Letter from Empress Catherine the Great

Wednesday, August 30, 2023

AUGUST 28 — Day 50 — Cape Poirpoise to York — 19 NM

 York is yet another new Harbor for us. The Cruising Guide praises its safety — once in — and its scenic and historic values, but scares off people, including me until this cruise, with the dangers of a ninety degree sharp bend being difficult in the river’s strong flood and ebb currents. The young friendly Harbor Master, Forrest, told us that as experienced sailors we should have no problem except during the two hour period of max flow, which the tide tables show was from 11am to 1 pm today. Having gone over the St John River’s Reversing Falls, with its ten minute window, this four hour window looked easy. We left at 7:05 am giving us four hours to traverse the 19 miles before eleven. 

The many lobster boats who put out to sea from Cape Porpoise before us —the earliest at 5 am — were very respectful; they did  not rev up their engines, with consequent big wakes, until after they had passed us. Thank you gentlemen!


No wind at all until we were two miles from the beginning of the entrance to the York, so it was an all diesel day. When those big wind storms blow in, as one did a few days ago, they take all the wind with them when they leave. Sunny with visibility to the horizon. 


We passed Cape Nedick, a peninsular knob of land sticking out into the Atlantic which appears totally developed. 


It has its own lighthouse.

When we got about a mile north of the buoy that marked the entrance to the York River, we saw a wall of fog rolling in from the south. We can navigate in fog; the FAA calls it “Instrument Flight Rules”. We see our boat’s position, the buoys and the land — all on the chart plotter. Yet you want to confirm the electronics by looking up from the screen for visual sighting of the actual buoys to confirm the virtual. We had 300 feet of visibility.  We made it in without problems as the fog lifted, as mysteriously as it had come, and took mooring number 2 as directed. 

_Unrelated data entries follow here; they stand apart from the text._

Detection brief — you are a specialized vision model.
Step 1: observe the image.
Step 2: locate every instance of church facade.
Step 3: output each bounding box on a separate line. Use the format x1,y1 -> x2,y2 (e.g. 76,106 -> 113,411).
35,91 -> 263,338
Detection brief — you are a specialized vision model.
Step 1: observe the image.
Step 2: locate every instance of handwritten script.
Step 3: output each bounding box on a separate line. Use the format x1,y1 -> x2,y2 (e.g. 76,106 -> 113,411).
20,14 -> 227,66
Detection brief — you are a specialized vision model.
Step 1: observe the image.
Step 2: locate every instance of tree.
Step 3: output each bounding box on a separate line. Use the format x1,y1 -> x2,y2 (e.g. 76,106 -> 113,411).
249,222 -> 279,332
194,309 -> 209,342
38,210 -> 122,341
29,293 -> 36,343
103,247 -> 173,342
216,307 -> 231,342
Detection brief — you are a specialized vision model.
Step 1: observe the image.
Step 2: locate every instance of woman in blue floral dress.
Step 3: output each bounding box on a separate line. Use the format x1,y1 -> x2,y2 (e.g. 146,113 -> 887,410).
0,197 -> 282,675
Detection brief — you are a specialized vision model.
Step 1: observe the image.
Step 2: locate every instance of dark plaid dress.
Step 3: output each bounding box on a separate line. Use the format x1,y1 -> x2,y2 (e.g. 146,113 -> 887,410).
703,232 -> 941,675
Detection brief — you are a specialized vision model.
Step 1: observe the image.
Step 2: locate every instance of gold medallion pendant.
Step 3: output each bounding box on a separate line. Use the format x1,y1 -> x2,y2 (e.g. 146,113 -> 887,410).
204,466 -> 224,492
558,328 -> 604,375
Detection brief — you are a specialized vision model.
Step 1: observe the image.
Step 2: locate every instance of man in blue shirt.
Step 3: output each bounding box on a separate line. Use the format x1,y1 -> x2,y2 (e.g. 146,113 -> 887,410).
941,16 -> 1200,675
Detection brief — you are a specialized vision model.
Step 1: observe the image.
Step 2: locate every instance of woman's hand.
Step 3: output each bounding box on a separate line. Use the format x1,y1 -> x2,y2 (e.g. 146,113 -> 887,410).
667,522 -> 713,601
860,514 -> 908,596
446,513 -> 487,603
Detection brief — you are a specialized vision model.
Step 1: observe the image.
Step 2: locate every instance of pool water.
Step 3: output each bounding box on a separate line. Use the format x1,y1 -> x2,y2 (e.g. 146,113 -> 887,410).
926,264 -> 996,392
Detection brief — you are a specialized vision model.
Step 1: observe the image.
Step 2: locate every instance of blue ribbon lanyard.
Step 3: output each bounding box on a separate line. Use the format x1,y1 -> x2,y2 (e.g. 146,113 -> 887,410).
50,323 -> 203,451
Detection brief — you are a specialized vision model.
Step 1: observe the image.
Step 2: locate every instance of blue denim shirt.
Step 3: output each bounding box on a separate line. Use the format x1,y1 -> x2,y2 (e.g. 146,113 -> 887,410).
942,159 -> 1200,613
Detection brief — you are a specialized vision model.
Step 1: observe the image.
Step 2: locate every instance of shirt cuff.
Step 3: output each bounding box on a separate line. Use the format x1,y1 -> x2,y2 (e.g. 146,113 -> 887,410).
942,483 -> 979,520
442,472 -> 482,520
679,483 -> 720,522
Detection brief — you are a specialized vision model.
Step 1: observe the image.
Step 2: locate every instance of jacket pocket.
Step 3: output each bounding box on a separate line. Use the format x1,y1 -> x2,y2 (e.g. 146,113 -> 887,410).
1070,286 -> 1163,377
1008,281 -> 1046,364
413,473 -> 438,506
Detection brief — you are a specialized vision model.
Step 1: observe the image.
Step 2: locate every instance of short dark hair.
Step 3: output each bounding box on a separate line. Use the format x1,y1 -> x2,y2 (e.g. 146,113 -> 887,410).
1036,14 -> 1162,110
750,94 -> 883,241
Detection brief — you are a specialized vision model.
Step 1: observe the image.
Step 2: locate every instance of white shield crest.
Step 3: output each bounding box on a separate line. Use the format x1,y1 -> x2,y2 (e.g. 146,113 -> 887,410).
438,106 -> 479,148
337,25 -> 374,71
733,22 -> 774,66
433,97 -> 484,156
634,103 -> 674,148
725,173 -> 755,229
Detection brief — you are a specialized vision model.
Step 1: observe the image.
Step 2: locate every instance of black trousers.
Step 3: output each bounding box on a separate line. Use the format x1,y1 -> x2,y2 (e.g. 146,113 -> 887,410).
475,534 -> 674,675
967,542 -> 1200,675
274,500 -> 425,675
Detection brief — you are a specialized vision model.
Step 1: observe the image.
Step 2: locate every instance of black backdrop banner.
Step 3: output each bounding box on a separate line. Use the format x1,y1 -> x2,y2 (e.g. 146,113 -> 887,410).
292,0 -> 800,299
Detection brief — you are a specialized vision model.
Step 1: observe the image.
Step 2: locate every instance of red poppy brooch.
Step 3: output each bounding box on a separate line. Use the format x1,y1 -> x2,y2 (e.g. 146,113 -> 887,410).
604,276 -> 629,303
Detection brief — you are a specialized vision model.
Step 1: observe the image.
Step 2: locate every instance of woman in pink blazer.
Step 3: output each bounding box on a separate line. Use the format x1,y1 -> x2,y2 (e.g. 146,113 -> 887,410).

We took a long walk: the fishermen’s trail, crossed the smallest suspension bridge in America,


took the trail through a forest park,

on to town and after tea, back to the harbor and the beach

Before returning to our dink at the dock that the local YC had allowed us to tie up.

That’s a name I had to look up; it is the name of the highest mountain in this area. The clubhouse is twice as long as it is wide, and specializes in teaching and kayaking. We had  no internet or cellular here on our mooring.

There was no shortage of things to do here. But with only one day in each port I did not plan well enough in advance, to maximize our experience in each port. The library, the museums, they remain for future visits. And for the second night the dockside dining was disappointing; Lene is a better cook than these folks.

The current past our mooring was so strong for the hours of max flood that they dragged our mooring ball completely underwater.